SUMMARY OF THE INVENTION

[0016] The present invention provides an apparatus and method for dependency tracking and register file bypass controls using a scannable register file, also referred to herein as a "target vector." The "target vector" consists of a scannable register file array and stores data identifying the bypass control information of the instructions in the pipeline. The location of this bypass control information in the "target vector" is indicative of a position of the instruction within the execution pipeline.

[0017] Based on this position within the execution pipeline, a dependent instruction can determine whether or not it can bypass the remaining pipeline and obtain a result of the instruction for use by the dependent instruction. If the dependent instruction is not able to bypass the pipeline, the dependent instruction is halted in the pipeline while the instruction upon which it is dependent continues to progress through the pipeline. Once the instruction upon which the dependent instruction is dependent, is at a stage of the pipeline where the bypass is able to be performed, the halted instruction is allowed to proceed through the pipeline.

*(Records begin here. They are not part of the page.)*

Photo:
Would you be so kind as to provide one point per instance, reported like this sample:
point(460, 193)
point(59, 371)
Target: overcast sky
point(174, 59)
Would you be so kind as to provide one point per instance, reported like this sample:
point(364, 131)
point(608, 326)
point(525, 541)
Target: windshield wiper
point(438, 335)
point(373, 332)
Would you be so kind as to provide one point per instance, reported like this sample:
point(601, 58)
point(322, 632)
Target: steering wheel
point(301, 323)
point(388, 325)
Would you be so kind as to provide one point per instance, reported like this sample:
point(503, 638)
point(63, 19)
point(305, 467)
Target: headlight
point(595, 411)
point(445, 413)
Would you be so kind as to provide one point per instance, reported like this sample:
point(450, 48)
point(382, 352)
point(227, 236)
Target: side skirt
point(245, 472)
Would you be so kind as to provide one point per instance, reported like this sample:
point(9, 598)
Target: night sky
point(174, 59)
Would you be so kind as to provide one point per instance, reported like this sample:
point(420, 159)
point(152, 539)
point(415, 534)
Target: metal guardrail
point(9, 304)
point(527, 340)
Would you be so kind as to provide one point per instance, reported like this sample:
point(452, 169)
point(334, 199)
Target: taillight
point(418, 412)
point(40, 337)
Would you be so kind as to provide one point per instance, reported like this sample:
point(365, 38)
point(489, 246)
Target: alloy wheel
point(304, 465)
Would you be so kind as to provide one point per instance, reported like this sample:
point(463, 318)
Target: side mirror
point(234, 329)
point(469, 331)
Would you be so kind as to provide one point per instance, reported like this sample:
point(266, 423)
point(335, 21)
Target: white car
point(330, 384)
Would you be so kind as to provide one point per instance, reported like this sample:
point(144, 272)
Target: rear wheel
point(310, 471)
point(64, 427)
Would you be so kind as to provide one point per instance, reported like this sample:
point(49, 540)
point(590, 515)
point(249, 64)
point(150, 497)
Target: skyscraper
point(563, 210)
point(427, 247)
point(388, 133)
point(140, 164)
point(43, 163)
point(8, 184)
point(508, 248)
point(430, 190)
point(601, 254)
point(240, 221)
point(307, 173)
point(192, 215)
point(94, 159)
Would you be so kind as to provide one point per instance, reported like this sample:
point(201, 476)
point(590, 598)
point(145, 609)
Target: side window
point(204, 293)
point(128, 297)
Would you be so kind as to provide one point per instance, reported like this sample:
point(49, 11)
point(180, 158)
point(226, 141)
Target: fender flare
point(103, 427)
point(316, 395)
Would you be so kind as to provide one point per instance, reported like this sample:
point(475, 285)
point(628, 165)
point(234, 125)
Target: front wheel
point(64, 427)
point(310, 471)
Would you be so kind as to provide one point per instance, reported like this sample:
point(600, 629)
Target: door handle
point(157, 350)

[0018] With the apparatus and method of the present invention, a scannable register file array, e.g., in GPR/FPRs, is provided and used to track the stage of any instruction in the execution unit. Every entry in the target vector is updated every cycle to stay synchronized with the instructions in the execution unit. By using existing circuitry present for scan, the cells in the register file array grow a minimal amount in order to facilitate the present invention. The present invention has the advantage of being smaller and faster than using master-slave flip-flops (MSFFs).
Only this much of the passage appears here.